MacroBBC BusinessMay 25, 2026· 1 min read
Next CEO Highlights Rising UK Job Competition Amid Economic Headwinds

Next CEO Lord Wolfson reports a dramatic increase in competition for entry-level jobs, with applicant numbers doubling compared to two years ago. This trend suggests a tightening UK labor market, particularly for less experienced workers, potentially impacting employment growth and consumer spending.
Lord Wolfson, CEO of UK retail giant Next, has observed a significant increase in competition for entry-level positions, describing the situation as a 'dramatic' fall in job availability. Speaking to the BBC, Wolfson noted that the company now typically receives twice the number of applicants for a single role compared to two years ago. This trend suggests a tightening labor market, particularly at the lower skill and experience tiers, which could have broader economic implications.
The increase in applicant volume points to a potential softening in demand for new hires across the UK economy, possibly predating official employment statistics. For businesses, this could translate into a larger talent pool for entry-level roles, potentially moderating wage growth in these segments. However, for job seekers, particularly those entering the workforce or with limited experience, the heightened competition indicates a more challenging employment landscape.

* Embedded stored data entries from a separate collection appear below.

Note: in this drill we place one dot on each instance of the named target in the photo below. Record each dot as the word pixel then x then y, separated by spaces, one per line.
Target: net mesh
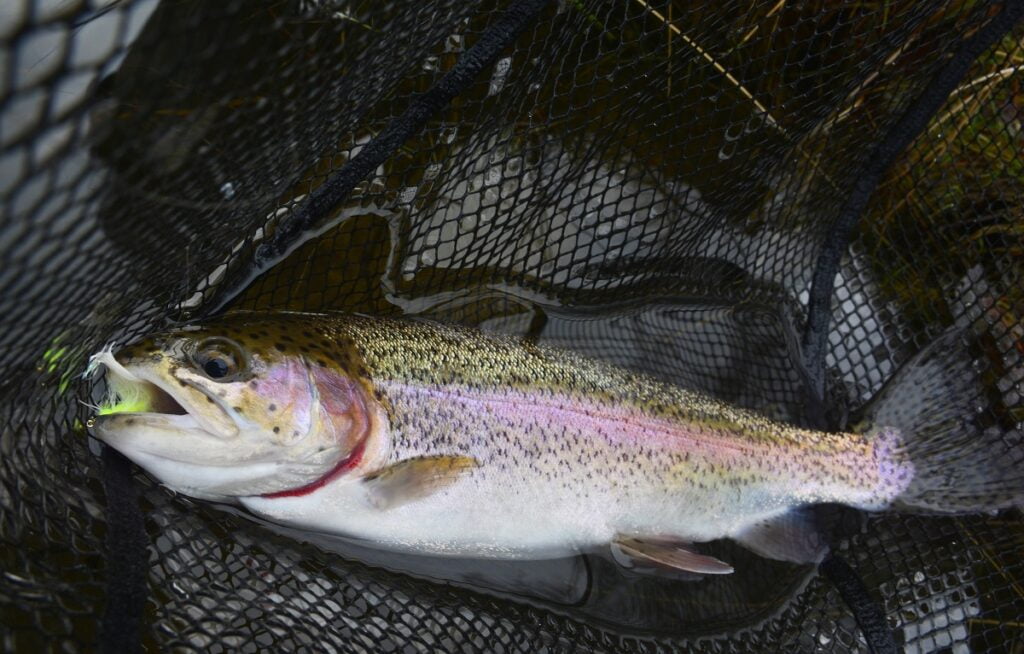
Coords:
pixel 649 182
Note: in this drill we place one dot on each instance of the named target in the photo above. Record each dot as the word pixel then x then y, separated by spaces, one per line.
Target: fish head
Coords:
pixel 223 412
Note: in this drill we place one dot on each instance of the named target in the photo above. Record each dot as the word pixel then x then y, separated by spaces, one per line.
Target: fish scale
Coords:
pixel 439 439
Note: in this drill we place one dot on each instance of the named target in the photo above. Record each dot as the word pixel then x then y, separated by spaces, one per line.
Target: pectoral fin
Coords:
pixel 415 478
pixel 792 536
pixel 667 553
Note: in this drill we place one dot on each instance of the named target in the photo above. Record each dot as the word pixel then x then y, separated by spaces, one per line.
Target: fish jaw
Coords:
pixel 193 442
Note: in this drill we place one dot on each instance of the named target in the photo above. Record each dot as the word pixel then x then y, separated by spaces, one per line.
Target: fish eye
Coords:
pixel 220 359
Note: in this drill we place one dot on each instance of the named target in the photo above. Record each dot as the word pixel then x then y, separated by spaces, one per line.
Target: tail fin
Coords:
pixel 960 466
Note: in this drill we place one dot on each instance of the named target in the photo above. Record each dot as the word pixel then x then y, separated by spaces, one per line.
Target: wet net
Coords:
pixel 776 203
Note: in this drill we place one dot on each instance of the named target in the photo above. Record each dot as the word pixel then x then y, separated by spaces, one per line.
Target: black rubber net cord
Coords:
pixel 903 132
pixel 327 198
pixel 127 558
pixel 126 542
pixel 869 616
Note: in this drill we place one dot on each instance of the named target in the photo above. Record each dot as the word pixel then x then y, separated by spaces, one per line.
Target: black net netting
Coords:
pixel 775 203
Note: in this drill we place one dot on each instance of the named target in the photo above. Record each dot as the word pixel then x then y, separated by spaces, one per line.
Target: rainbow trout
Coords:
pixel 437 439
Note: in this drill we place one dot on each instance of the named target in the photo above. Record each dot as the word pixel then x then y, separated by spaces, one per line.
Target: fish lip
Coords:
pixel 118 369
pixel 184 403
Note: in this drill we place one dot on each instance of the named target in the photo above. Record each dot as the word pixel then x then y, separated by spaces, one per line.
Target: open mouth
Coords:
pixel 146 395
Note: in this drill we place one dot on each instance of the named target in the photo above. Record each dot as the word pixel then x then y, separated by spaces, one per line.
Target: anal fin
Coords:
pixel 792 536
pixel 415 478
pixel 667 553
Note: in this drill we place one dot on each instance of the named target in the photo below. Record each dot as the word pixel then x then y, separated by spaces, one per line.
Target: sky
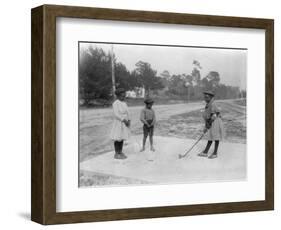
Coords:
pixel 230 63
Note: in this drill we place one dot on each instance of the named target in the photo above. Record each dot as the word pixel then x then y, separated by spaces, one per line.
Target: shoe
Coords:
pixel 117 156
pixel 213 156
pixel 122 156
pixel 202 154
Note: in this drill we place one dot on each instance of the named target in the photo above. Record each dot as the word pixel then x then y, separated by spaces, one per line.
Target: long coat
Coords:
pixel 215 127
pixel 119 130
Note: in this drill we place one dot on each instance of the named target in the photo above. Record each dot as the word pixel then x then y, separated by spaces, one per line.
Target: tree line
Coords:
pixel 95 80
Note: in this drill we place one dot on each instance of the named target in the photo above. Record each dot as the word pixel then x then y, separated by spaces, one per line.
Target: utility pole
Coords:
pixel 113 73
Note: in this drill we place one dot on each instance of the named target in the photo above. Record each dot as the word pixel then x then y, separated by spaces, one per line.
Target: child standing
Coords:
pixel 213 125
pixel 148 119
pixel 121 124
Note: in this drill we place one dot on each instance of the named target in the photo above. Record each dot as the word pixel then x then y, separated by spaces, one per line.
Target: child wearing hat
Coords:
pixel 148 119
pixel 213 125
pixel 120 129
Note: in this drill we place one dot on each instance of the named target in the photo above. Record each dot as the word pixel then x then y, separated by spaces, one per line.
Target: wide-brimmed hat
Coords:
pixel 148 101
pixel 118 91
pixel 209 92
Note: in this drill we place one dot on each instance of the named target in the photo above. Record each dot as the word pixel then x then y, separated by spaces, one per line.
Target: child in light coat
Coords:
pixel 121 125
pixel 213 125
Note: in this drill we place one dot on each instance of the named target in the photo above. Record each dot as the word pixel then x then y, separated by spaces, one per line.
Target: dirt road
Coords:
pixel 95 125
pixel 176 120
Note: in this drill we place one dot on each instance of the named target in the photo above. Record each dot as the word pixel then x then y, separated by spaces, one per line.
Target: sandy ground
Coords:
pixel 95 125
pixel 164 166
pixel 178 127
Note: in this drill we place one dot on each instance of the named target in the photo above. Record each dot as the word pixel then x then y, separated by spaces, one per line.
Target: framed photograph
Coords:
pixel 141 114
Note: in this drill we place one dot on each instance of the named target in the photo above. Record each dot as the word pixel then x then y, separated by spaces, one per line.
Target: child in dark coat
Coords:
pixel 148 119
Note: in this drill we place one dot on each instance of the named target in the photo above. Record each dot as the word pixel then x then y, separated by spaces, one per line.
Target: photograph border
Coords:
pixel 43 118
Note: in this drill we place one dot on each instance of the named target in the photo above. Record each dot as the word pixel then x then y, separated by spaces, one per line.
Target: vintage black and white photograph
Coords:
pixel 161 114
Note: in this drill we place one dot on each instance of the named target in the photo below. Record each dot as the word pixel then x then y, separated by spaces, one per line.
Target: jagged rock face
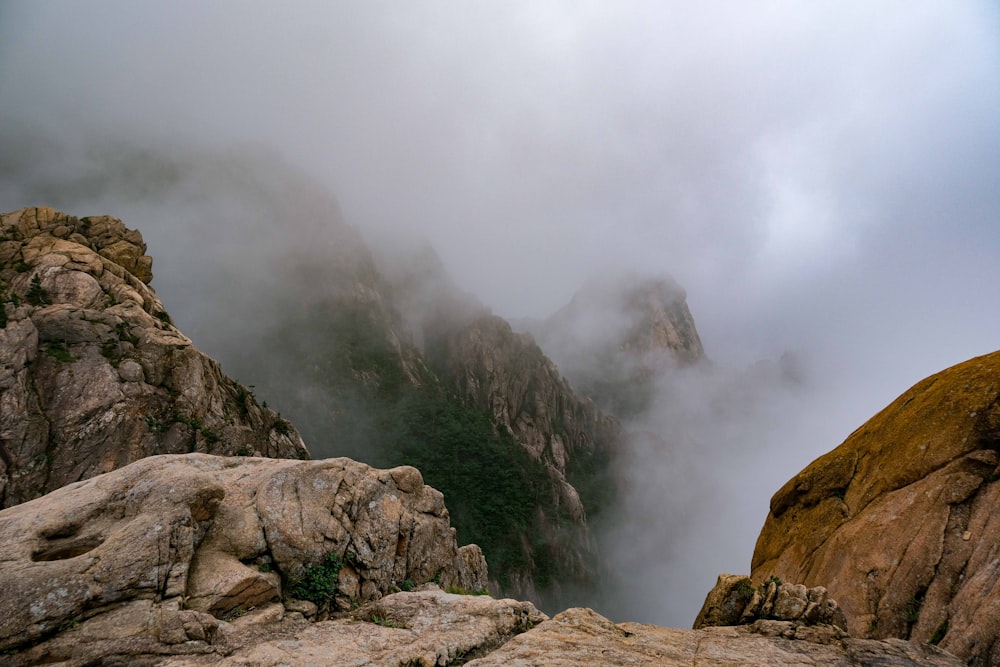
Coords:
pixel 736 601
pixel 900 521
pixel 507 375
pixel 613 339
pixel 147 559
pixel 93 374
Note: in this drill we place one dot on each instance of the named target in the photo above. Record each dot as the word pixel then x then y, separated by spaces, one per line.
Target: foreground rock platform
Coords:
pixel 152 558
pixel 93 373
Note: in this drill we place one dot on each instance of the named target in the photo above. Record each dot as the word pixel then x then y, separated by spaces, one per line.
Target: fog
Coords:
pixel 821 178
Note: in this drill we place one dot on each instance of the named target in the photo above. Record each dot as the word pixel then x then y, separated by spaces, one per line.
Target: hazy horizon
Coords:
pixel 820 178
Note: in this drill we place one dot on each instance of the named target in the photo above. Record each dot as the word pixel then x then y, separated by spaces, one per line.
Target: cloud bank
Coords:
pixel 820 177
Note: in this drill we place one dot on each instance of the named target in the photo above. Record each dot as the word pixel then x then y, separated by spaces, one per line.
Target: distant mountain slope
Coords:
pixel 614 338
pixel 93 374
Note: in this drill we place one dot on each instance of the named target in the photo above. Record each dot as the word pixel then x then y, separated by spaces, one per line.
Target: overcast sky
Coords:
pixel 822 177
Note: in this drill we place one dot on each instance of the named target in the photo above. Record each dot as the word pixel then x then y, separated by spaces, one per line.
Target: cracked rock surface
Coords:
pixel 900 522
pixel 93 374
pixel 153 558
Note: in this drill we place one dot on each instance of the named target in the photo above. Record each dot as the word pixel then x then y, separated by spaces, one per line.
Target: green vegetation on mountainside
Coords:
pixel 358 393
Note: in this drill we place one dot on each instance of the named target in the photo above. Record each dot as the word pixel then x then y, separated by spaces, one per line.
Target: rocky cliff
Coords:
pixel 202 560
pixel 900 521
pixel 614 338
pixel 388 362
pixel 507 376
pixel 93 374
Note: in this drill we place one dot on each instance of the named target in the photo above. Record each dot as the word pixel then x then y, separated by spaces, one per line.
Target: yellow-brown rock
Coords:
pixel 900 522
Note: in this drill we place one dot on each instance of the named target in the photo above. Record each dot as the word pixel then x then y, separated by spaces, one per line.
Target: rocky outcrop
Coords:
pixel 736 601
pixel 582 637
pixel 506 375
pixel 615 338
pixel 93 374
pixel 204 560
pixel 151 559
pixel 900 521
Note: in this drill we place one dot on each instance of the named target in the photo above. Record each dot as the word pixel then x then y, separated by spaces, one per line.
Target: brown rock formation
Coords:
pixel 900 521
pixel 203 560
pixel 147 559
pixel 93 374
pixel 736 601
pixel 582 637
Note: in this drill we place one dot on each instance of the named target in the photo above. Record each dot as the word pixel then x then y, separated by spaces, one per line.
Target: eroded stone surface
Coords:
pixel 735 600
pixel 93 375
pixel 900 521
pixel 583 637
pixel 181 541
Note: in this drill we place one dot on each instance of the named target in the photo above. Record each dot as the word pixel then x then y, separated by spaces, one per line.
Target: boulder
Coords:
pixel 93 374
pixel 900 521
pixel 736 601
pixel 154 558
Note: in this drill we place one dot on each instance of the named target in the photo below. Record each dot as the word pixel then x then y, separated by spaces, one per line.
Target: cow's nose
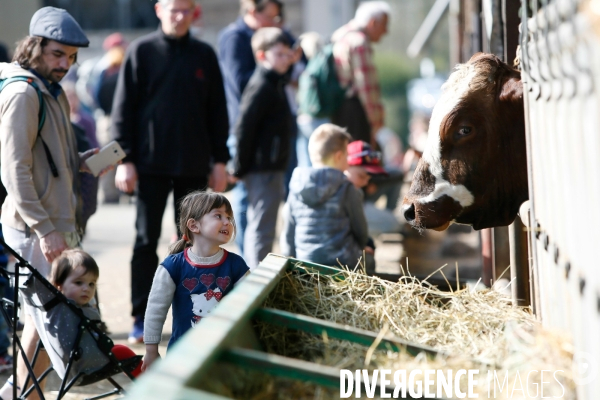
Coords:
pixel 409 212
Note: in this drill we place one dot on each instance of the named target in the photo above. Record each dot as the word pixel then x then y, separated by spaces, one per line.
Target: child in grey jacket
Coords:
pixel 324 220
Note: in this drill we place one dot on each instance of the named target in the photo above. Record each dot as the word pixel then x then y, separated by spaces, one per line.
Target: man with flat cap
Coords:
pixel 39 169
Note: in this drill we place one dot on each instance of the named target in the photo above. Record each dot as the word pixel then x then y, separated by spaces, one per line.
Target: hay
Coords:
pixel 472 330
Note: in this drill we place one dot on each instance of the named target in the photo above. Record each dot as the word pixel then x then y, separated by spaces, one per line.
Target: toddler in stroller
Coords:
pixel 69 327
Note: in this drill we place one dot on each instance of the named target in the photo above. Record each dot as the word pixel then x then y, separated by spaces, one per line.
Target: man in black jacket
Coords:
pixel 263 134
pixel 170 117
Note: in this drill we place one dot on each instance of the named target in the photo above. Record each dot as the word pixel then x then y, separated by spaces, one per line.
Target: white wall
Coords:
pixel 325 16
pixel 14 19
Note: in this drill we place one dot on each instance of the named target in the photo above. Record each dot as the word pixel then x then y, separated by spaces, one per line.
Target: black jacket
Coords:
pixel 187 127
pixel 263 128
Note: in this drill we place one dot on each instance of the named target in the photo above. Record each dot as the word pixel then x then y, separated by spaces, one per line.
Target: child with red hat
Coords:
pixel 324 220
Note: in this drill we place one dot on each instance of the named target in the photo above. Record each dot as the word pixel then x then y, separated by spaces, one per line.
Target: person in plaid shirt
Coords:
pixel 361 112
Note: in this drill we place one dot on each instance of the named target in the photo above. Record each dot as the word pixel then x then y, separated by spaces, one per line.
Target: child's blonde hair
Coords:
pixel 325 141
pixel 195 206
pixel 68 261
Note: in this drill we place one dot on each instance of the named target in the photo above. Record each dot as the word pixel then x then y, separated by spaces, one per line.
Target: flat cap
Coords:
pixel 57 24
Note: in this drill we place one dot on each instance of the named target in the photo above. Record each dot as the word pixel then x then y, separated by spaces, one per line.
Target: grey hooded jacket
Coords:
pixel 324 220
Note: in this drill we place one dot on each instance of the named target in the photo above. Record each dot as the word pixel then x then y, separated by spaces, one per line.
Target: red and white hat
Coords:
pixel 361 154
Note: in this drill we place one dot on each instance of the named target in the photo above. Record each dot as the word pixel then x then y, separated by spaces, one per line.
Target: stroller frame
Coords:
pixel 114 367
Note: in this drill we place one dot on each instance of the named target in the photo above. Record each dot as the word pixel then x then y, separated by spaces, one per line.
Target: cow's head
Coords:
pixel 474 169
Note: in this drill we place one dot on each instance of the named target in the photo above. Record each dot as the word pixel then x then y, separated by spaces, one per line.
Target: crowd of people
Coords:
pixel 193 121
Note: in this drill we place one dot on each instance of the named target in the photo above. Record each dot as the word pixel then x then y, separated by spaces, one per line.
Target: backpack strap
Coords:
pixel 41 115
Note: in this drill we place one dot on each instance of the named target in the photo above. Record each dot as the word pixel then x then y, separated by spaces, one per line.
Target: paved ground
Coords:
pixel 111 234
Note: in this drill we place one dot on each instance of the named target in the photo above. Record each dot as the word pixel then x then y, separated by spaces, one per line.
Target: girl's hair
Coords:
pixel 68 261
pixel 29 51
pixel 195 206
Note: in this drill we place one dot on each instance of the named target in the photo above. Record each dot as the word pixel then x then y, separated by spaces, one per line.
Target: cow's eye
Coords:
pixel 464 131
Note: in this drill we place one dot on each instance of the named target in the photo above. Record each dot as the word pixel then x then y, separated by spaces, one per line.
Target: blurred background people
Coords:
pixel 361 112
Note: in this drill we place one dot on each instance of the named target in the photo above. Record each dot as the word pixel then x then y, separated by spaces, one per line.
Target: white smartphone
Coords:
pixel 109 155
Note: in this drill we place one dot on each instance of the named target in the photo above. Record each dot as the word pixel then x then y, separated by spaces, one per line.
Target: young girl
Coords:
pixel 75 274
pixel 197 273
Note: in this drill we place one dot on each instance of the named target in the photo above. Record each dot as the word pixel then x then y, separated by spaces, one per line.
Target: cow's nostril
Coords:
pixel 409 212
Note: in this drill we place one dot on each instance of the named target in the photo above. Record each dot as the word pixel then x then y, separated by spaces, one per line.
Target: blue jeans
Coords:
pixel 265 191
pixel 4 333
pixel 239 203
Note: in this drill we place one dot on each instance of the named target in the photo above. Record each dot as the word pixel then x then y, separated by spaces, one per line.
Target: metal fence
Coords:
pixel 560 59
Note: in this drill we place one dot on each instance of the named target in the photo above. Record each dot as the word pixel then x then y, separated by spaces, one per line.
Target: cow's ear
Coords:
pixel 511 90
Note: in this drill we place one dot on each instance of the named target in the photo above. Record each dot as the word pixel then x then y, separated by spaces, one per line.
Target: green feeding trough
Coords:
pixel 228 337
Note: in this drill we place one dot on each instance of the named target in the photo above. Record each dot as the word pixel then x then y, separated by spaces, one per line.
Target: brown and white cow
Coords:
pixel 473 170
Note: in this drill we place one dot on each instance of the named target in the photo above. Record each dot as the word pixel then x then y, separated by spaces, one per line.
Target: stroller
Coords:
pixel 79 350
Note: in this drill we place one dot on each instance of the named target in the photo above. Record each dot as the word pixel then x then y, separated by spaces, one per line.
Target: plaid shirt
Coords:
pixel 355 69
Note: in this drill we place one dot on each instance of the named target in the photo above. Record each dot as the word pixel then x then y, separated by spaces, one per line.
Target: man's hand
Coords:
pixel 52 245
pixel 126 177
pixel 84 156
pixel 218 178
pixel 150 356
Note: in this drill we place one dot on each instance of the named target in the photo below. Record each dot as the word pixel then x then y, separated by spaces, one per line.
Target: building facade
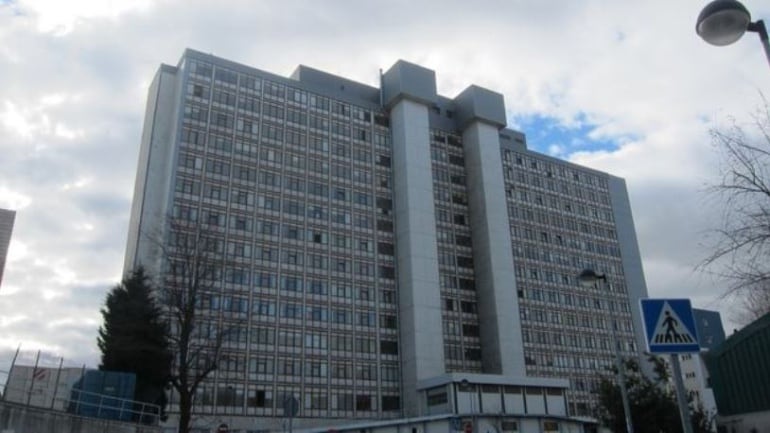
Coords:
pixel 7 218
pixel 373 239
pixel 739 370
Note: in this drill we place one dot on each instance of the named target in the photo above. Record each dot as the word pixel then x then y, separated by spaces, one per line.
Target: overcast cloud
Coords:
pixel 625 87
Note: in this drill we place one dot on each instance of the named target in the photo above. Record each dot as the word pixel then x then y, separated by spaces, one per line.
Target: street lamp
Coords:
pixel 723 22
pixel 589 278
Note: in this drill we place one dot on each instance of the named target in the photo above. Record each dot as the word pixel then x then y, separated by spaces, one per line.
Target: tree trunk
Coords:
pixel 185 409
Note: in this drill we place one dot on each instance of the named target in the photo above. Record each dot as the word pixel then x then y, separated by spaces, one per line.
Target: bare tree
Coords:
pixel 740 247
pixel 193 263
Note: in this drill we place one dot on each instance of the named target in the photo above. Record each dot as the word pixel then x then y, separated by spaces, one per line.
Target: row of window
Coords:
pixel 550 170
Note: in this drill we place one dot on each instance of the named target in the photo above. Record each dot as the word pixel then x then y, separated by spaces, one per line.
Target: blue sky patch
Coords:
pixel 548 135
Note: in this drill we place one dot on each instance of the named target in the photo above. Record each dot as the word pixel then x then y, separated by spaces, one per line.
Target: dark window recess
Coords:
pixel 381 120
pixel 470 330
pixel 463 241
pixel 466 284
pixel 473 354
pixel 437 398
pixel 464 262
pixel 454 141
pixel 383 160
pixel 363 402
pixel 456 160
pixel 385 248
pixel 391 402
pixel 387 272
pixel 389 347
pixel 384 205
pixel 384 226
pixel 468 307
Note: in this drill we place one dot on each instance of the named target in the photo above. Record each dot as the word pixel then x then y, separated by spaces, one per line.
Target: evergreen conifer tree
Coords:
pixel 134 337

From a macroeconomic perspective, sustained pressure on entry-level hiring could contribute to slower overall employment growth and potentially impact consumer spending if household incomes are constrained. This development warrants close monitoring alongside official labor market data, such as unemployment rates and average earnings, to fully assess its impact on the UK's economic trajectory. The retail sector, being a significant employer of entry-level staff, often serves as an early indicator of shifts in broader economic conditions.
Analyst's Take
The heightened competition for entry-level roles, as indicated by Next, suggests a divergence from the narrative of widespread labor shortages. This could signal an earlier-than-expected cooling in the broader labor market, potentially offering the Bank of England more leeway on interest rates sooner than many anticipate, especially if this trend propagates across other sectors before official data fully reflects it.